Naturally, Microsoft insists that it won't watch you if you don't want it to watch you.
"If you want privacy, we'll give you modes that ensure your privacy," Jeff Henshaw, a Microsoft grand poobah, said this week.
"'If" you want privacy? Modes?"
Such passive language has long been the moist, shadowy ground where the cobra waits for the mouse.
"It's not the case where you'll be able to remove the camera altogether," Henshaw admitted. "But you'll be able to put the system in modes where you can be completely secure about the fact that the camera is off and can't see you."
Isn't that the kind of thing that techies always say? And then they laugh. Mirthlessly.
This is the part of the movie where the scientist shows you the cute little dinosaur babies.
"This adorable miniature Velociraptor will never grow and never attack its human masters. You can be completely secure," says the kind scientist.
And you know what happens to him.
Old School doesn't just go around demanding presidential drone strikes on Xbox One because he feels like it.
He's spent years professionally studying game consoles, reviewing and analyzing video games for a great metropolitan newspaper.

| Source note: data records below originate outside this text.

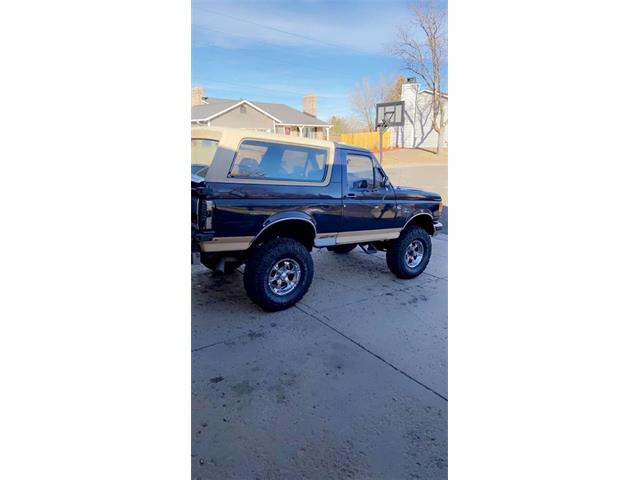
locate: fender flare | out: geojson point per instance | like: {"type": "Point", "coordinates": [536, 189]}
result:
{"type": "Point", "coordinates": [283, 217]}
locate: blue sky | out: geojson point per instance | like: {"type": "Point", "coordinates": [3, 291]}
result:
{"type": "Point", "coordinates": [279, 50]}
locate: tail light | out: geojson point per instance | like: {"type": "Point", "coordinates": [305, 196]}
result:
{"type": "Point", "coordinates": [205, 214]}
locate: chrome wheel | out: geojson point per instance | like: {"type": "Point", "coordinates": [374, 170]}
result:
{"type": "Point", "coordinates": [284, 276]}
{"type": "Point", "coordinates": [414, 253]}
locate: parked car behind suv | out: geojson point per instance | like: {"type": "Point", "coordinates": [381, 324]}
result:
{"type": "Point", "coordinates": [267, 200]}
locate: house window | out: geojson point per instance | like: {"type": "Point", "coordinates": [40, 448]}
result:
{"type": "Point", "coordinates": [277, 161]}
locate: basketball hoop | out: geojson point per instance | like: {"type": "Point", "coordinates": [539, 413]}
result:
{"type": "Point", "coordinates": [388, 114]}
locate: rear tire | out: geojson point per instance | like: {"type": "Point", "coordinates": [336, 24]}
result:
{"type": "Point", "coordinates": [408, 255]}
{"type": "Point", "coordinates": [278, 274]}
{"type": "Point", "coordinates": [342, 249]}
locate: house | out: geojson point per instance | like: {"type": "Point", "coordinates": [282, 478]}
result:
{"type": "Point", "coordinates": [418, 115]}
{"type": "Point", "coordinates": [267, 117]}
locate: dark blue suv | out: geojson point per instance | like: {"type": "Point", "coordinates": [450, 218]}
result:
{"type": "Point", "coordinates": [267, 200]}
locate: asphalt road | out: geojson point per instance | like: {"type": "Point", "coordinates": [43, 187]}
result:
{"type": "Point", "coordinates": [351, 383]}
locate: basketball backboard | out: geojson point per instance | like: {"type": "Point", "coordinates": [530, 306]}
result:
{"type": "Point", "coordinates": [390, 114]}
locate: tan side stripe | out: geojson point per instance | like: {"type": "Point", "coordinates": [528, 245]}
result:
{"type": "Point", "coordinates": [226, 244]}
{"type": "Point", "coordinates": [368, 235]}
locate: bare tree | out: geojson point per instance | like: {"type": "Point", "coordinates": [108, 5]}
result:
{"type": "Point", "coordinates": [423, 48]}
{"type": "Point", "coordinates": [365, 96]}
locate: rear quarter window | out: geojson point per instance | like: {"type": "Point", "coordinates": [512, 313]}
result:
{"type": "Point", "coordinates": [279, 161]}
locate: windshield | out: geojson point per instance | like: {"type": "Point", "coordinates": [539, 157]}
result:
{"type": "Point", "coordinates": [202, 153]}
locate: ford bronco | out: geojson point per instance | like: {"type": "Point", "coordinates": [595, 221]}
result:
{"type": "Point", "coordinates": [267, 200]}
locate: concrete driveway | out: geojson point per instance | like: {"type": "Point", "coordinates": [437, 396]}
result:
{"type": "Point", "coordinates": [350, 383]}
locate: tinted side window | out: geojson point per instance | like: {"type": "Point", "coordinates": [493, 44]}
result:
{"type": "Point", "coordinates": [278, 161]}
{"type": "Point", "coordinates": [359, 172]}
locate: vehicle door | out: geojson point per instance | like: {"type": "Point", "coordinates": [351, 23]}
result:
{"type": "Point", "coordinates": [369, 204]}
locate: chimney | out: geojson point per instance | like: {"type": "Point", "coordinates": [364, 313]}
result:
{"type": "Point", "coordinates": [309, 105]}
{"type": "Point", "coordinates": [197, 93]}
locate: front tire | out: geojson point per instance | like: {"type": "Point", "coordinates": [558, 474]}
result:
{"type": "Point", "coordinates": [278, 274]}
{"type": "Point", "coordinates": [408, 256]}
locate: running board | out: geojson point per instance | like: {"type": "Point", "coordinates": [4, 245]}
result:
{"type": "Point", "coordinates": [369, 250]}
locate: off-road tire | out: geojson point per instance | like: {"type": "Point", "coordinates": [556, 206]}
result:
{"type": "Point", "coordinates": [211, 262]}
{"type": "Point", "coordinates": [258, 268]}
{"type": "Point", "coordinates": [342, 249]}
{"type": "Point", "coordinates": [397, 249]}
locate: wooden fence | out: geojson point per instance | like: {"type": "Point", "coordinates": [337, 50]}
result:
{"type": "Point", "coordinates": [370, 140]}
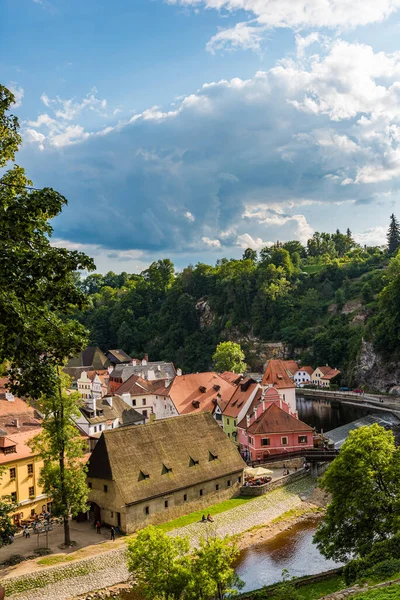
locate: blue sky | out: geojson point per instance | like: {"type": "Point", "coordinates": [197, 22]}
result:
{"type": "Point", "coordinates": [196, 128]}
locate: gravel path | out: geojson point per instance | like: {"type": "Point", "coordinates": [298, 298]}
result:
{"type": "Point", "coordinates": [260, 511]}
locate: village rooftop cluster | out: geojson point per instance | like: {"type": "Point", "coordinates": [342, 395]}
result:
{"type": "Point", "coordinates": [157, 440]}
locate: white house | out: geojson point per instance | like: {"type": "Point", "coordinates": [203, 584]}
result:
{"type": "Point", "coordinates": [303, 376]}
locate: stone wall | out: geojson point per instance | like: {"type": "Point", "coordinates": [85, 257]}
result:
{"type": "Point", "coordinates": [260, 490]}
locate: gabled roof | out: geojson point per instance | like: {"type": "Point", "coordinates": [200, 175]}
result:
{"type": "Point", "coordinates": [118, 356]}
{"type": "Point", "coordinates": [243, 392]}
{"type": "Point", "coordinates": [331, 374]}
{"type": "Point", "coordinates": [193, 446]}
{"type": "Point", "coordinates": [231, 377]}
{"type": "Point", "coordinates": [276, 420]}
{"type": "Point", "coordinates": [199, 392]}
{"type": "Point", "coordinates": [119, 410]}
{"type": "Point", "coordinates": [276, 375]}
{"type": "Point", "coordinates": [308, 370]}
{"type": "Point", "coordinates": [92, 357]}
{"type": "Point", "coordinates": [290, 365]}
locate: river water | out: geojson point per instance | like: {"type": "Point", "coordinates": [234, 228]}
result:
{"type": "Point", "coordinates": [292, 549]}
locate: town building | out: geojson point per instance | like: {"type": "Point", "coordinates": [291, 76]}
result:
{"type": "Point", "coordinates": [119, 357]}
{"type": "Point", "coordinates": [199, 392]}
{"type": "Point", "coordinates": [109, 412]}
{"type": "Point", "coordinates": [150, 398]}
{"type": "Point", "coordinates": [270, 428]}
{"type": "Point", "coordinates": [149, 371]}
{"type": "Point", "coordinates": [19, 423]}
{"type": "Point", "coordinates": [303, 376]}
{"type": "Point", "coordinates": [323, 376]}
{"type": "Point", "coordinates": [162, 470]}
{"type": "Point", "coordinates": [276, 375]}
{"type": "Point", "coordinates": [237, 406]}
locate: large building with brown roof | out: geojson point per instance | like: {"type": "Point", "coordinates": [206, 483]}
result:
{"type": "Point", "coordinates": [278, 376]}
{"type": "Point", "coordinates": [153, 473]}
{"type": "Point", "coordinates": [19, 423]}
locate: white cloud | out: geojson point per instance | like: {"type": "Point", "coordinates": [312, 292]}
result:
{"type": "Point", "coordinates": [18, 92]}
{"type": "Point", "coordinates": [211, 243]}
{"type": "Point", "coordinates": [295, 14]}
{"type": "Point", "coordinates": [188, 215]}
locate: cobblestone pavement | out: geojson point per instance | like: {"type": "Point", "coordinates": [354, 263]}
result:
{"type": "Point", "coordinates": [257, 512]}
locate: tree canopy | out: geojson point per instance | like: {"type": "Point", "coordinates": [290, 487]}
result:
{"type": "Point", "coordinates": [364, 484]}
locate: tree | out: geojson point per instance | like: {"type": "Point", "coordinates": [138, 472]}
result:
{"type": "Point", "coordinates": [229, 356]}
{"type": "Point", "coordinates": [164, 570]}
{"type": "Point", "coordinates": [393, 235]}
{"type": "Point", "coordinates": [213, 574]}
{"type": "Point", "coordinates": [61, 447]}
{"type": "Point", "coordinates": [160, 564]}
{"type": "Point", "coordinates": [38, 292]}
{"type": "Point", "coordinates": [364, 484]}
{"type": "Point", "coordinates": [250, 254]}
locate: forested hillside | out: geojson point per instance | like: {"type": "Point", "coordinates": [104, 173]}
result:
{"type": "Point", "coordinates": [320, 300]}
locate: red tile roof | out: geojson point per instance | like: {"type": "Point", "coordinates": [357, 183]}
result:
{"type": "Point", "coordinates": [196, 392]}
{"type": "Point", "coordinates": [243, 392]}
{"type": "Point", "coordinates": [276, 420]}
{"type": "Point", "coordinates": [276, 375]}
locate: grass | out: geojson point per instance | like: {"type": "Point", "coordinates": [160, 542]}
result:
{"type": "Point", "coordinates": [193, 517]}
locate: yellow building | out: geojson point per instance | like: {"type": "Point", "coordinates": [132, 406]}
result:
{"type": "Point", "coordinates": [19, 478]}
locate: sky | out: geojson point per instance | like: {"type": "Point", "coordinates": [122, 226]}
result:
{"type": "Point", "coordinates": [193, 129]}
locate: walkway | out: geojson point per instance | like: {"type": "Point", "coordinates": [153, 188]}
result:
{"type": "Point", "coordinates": [255, 513]}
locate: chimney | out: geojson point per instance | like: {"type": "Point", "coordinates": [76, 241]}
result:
{"type": "Point", "coordinates": [126, 397]}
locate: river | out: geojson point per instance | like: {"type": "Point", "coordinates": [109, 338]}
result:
{"type": "Point", "coordinates": [292, 549]}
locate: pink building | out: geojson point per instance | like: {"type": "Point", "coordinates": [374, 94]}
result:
{"type": "Point", "coordinates": [269, 428]}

And on weekdays, he helps out with the column.
So Old School doesn't merely think that the Xbox One is evil. He knows it's evil.
"Because it spies on you," he said.
This week, the fancy game console was revealed to much fanfare over the Internet.
Gamers and people who just have to have the latest technology in their homes (to make the rest of us feel stupid) were squealing with delight and glee.
It has superior technology making video gaming even more addictive than that of older models. It also has a Blu-ray player, the better to show extreme detail.
And serious video game players are expected to love all the features.
"It's supposed to be great for gamers," said a young bearded fellow with hipster glasses and skinny mustard-colored pants. "But what I don't like about the Xbox One is that I'll have to buy all new games."